Nevertheless, the report proclaims, “Government entities,
functioning as payors and regulators, are uniquely positioned to
hasten quality improvements.” Make that a really big
fool’s errand! Gilbert Gaul of the Washington Post
reported two weeks ago that Medicare pays more for poor
quality:
Under Medicare’s rules, each time a patient comes back
for another treatment, a hospital qualifies for an additional
payment… hospitals and doctors who order unnecessary tests,
provide poor care or even injure patients often receive higher
payments than those who provide efficient, high
quality.
Meanwhile, the New York Times has reported on the
massive fraud in New York State’s Medicaid program.

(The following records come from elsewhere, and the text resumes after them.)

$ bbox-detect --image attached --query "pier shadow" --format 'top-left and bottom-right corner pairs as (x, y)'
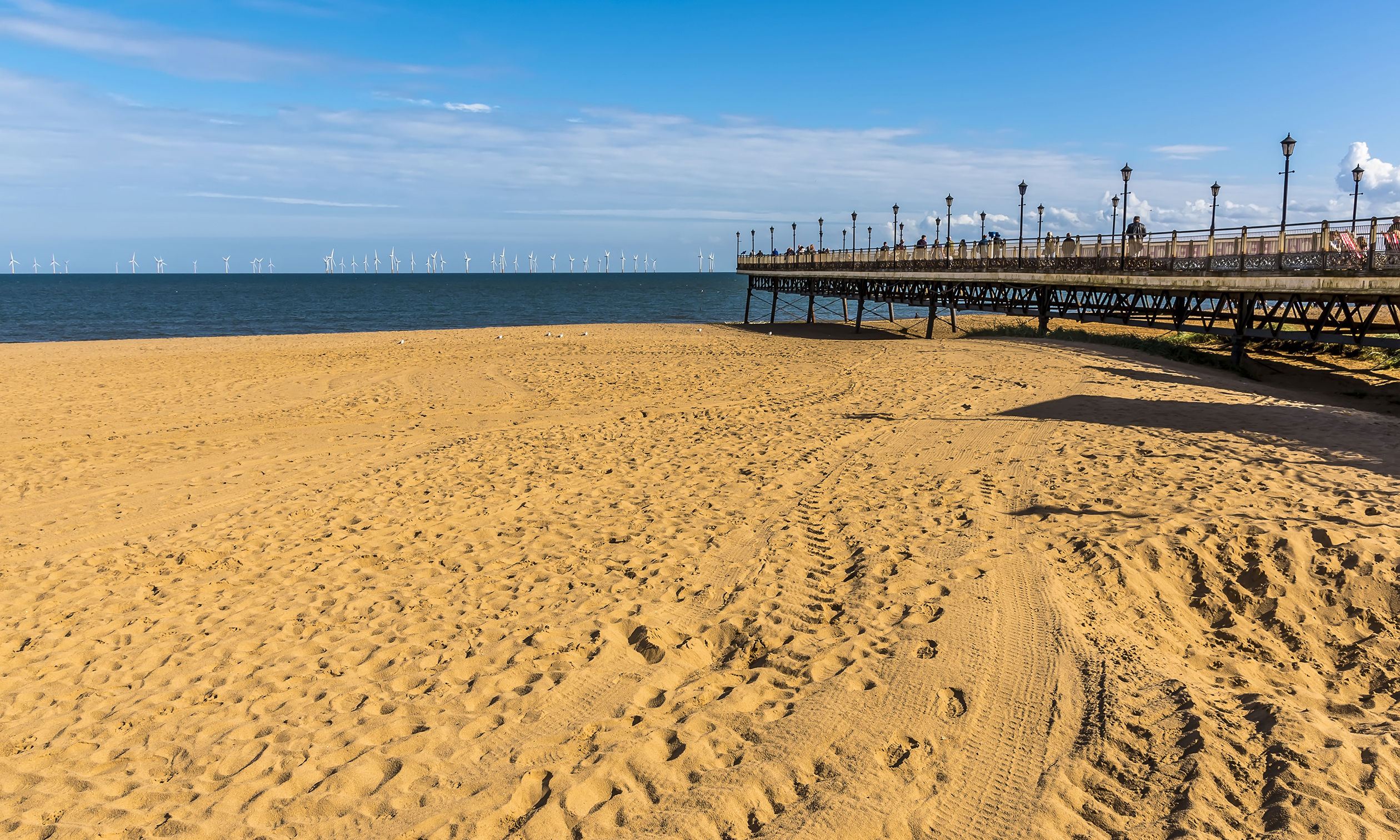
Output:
(727, 321), (923, 342)
(999, 394), (1400, 477)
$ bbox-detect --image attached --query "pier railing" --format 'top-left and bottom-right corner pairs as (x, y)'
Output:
(739, 218), (1400, 274)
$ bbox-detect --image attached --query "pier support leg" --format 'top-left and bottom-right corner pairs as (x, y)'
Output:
(1229, 294), (1254, 367)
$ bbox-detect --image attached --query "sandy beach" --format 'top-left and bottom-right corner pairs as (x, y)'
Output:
(0, 325), (1400, 840)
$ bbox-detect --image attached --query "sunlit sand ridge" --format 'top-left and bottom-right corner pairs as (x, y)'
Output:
(0, 325), (1400, 840)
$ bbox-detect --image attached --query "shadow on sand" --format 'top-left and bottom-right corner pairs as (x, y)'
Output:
(1001, 397), (1400, 477)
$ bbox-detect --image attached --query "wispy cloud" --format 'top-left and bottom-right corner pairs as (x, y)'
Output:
(0, 0), (426, 81)
(1152, 143), (1228, 161)
(185, 192), (398, 207)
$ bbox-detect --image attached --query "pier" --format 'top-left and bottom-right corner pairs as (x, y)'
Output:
(738, 218), (1400, 357)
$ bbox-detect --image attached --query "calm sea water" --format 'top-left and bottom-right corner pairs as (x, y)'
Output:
(0, 273), (766, 342)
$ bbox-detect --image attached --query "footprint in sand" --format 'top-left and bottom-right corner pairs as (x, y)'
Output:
(934, 689), (967, 717)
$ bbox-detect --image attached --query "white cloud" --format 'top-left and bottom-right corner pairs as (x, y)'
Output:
(185, 192), (398, 207)
(1333, 143), (1400, 204)
(1152, 143), (1228, 161)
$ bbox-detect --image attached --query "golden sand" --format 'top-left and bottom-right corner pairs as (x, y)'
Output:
(0, 325), (1400, 840)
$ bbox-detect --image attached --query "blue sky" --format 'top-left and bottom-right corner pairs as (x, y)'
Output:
(0, 0), (1400, 272)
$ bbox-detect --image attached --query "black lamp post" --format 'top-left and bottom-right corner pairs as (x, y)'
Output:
(1118, 164), (1133, 269)
(1351, 164), (1367, 232)
(1211, 181), (1221, 239)
(943, 193), (953, 249)
(1017, 178), (1026, 266)
(1282, 132), (1298, 232)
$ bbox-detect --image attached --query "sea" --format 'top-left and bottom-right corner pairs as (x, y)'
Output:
(0, 272), (767, 342)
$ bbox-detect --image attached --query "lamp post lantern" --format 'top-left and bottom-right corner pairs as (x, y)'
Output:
(1118, 164), (1133, 269)
(1278, 132), (1298, 232)
(1351, 164), (1367, 232)
(1017, 178), (1026, 266)
(1211, 181), (1221, 239)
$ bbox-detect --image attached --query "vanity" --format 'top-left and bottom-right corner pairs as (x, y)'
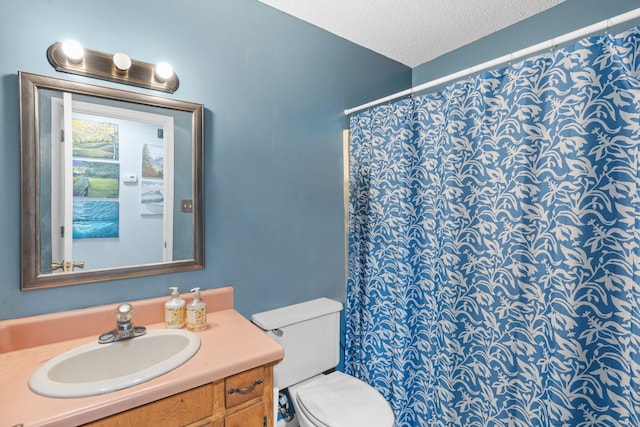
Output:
(0, 287), (284, 427)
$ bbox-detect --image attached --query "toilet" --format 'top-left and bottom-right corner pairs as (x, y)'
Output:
(251, 298), (394, 427)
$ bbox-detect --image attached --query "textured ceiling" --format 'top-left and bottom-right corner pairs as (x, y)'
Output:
(259, 0), (564, 67)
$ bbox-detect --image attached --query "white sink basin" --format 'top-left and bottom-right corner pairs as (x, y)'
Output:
(29, 329), (200, 397)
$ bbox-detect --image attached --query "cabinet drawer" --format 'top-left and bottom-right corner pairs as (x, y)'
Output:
(224, 366), (265, 408)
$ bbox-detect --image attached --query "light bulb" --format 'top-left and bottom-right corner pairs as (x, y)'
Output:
(113, 52), (131, 71)
(156, 62), (173, 81)
(62, 40), (84, 62)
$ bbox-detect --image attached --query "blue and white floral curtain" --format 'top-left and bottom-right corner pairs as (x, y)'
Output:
(345, 28), (640, 427)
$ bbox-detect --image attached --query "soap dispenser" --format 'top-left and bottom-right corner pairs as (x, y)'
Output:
(164, 286), (186, 329)
(187, 288), (207, 331)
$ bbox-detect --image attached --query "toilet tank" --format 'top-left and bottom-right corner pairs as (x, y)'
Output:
(251, 298), (342, 390)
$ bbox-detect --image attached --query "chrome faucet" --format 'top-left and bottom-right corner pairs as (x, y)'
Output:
(98, 303), (147, 344)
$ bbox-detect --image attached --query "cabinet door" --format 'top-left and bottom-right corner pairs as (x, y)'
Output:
(87, 384), (213, 427)
(224, 402), (267, 427)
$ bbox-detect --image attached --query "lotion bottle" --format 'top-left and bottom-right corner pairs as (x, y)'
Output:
(164, 287), (186, 329)
(187, 288), (207, 331)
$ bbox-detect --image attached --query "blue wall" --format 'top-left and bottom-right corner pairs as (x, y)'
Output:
(0, 0), (411, 319)
(0, 0), (640, 319)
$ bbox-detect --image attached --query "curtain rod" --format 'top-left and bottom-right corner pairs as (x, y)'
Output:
(344, 8), (640, 115)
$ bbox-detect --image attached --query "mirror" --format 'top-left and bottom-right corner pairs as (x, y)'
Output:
(19, 72), (204, 290)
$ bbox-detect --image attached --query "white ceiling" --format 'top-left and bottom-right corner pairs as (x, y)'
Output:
(259, 0), (564, 68)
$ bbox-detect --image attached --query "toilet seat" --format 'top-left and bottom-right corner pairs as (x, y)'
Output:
(296, 371), (394, 427)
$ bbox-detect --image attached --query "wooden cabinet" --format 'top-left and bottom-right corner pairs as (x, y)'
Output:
(85, 365), (274, 427)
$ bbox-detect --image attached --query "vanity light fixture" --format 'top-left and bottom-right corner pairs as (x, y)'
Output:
(47, 42), (180, 93)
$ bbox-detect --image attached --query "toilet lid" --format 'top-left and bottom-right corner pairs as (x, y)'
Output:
(297, 372), (394, 427)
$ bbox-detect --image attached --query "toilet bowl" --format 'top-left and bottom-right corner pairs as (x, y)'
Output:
(289, 371), (394, 427)
(251, 298), (394, 427)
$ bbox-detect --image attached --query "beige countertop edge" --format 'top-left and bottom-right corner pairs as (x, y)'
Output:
(0, 309), (284, 427)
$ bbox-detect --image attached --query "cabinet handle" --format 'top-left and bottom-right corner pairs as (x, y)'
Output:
(228, 380), (262, 394)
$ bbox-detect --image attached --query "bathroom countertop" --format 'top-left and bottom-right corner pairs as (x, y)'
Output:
(0, 288), (284, 427)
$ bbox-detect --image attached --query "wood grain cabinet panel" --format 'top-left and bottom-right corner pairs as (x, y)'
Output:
(85, 364), (274, 427)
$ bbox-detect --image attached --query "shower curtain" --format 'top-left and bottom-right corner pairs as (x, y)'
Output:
(345, 24), (640, 427)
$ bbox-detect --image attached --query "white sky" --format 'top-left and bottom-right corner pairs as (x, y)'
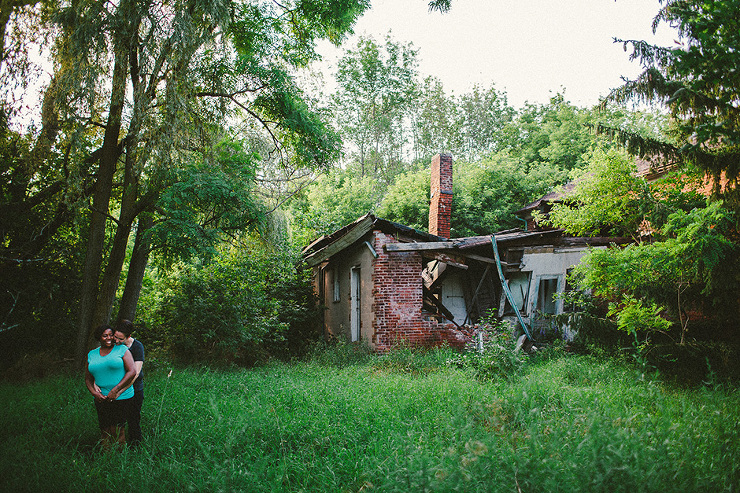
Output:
(320, 0), (675, 107)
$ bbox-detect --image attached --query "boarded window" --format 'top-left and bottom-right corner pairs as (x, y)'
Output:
(504, 272), (532, 315)
(332, 268), (341, 301)
(537, 278), (558, 315)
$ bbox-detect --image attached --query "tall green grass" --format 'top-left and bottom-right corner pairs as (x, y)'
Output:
(0, 347), (740, 492)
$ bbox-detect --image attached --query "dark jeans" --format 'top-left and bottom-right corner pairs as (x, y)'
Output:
(126, 390), (144, 445)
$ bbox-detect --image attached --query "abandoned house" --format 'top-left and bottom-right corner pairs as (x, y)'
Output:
(303, 154), (623, 352)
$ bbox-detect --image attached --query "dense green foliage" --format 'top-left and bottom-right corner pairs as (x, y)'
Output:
(138, 237), (320, 366)
(0, 348), (740, 493)
(608, 0), (740, 209)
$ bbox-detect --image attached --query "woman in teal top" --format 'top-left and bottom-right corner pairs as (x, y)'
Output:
(85, 325), (136, 448)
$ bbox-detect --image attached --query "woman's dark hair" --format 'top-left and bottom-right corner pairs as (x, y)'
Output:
(116, 319), (134, 337)
(93, 324), (113, 341)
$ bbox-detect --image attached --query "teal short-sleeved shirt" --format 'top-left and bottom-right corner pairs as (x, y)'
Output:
(87, 345), (134, 401)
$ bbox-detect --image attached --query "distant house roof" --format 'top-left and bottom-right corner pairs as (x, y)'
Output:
(301, 214), (445, 266)
(514, 181), (577, 214)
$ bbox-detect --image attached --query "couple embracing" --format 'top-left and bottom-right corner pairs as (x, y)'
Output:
(85, 320), (144, 448)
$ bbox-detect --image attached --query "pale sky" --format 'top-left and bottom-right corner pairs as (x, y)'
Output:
(320, 0), (676, 107)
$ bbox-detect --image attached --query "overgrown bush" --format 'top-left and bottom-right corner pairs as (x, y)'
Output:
(151, 241), (318, 366)
(306, 339), (375, 368)
(448, 315), (524, 380)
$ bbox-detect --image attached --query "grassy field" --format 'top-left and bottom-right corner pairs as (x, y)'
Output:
(0, 351), (740, 492)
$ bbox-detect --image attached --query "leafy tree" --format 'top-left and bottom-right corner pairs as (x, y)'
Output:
(411, 77), (462, 162)
(577, 202), (740, 344)
(378, 166), (430, 231)
(0, 0), (368, 364)
(290, 169), (381, 246)
(153, 235), (319, 365)
(333, 36), (418, 182)
(547, 149), (647, 237)
(457, 85), (516, 161)
(451, 152), (561, 237)
(602, 0), (740, 209)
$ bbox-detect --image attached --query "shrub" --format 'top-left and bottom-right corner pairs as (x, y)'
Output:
(448, 315), (524, 380)
(153, 238), (318, 366)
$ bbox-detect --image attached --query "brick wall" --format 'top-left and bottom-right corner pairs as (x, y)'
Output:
(373, 231), (461, 353)
(429, 154), (452, 238)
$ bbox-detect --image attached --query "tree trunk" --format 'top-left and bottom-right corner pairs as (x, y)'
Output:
(75, 47), (128, 365)
(94, 133), (139, 323)
(117, 213), (154, 322)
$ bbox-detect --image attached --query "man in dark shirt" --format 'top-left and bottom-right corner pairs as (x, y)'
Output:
(114, 320), (144, 446)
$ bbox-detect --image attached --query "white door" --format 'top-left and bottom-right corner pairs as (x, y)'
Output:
(349, 267), (362, 342)
(441, 272), (467, 324)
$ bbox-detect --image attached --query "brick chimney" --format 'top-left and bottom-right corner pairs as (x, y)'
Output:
(429, 154), (452, 239)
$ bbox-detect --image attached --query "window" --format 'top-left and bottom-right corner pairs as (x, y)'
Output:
(332, 267), (341, 301)
(504, 272), (532, 315)
(537, 277), (558, 315)
(563, 267), (578, 313)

The article
notes that despite “the enormous sums at stake, Albany has never
formally studied how much of the huge government investment in
Medicaid is lost to criminal activity and abuse.” Perhaps we should
think twice before giving governments the responsibility of
“hastening quality improvements” in health care.
Fortunately, consumer-directed health care is gathering steam.
Blue Cross recently announced that enrollment in its
consumer-directed plans topped one million. The number of people
enrolled in HSAs will continue to expand as in 2006 many large employers will offer
HSA-plans for the first time. Given the terrible ideas advanced by
the likes of Garamendi, it can’t happen too soon.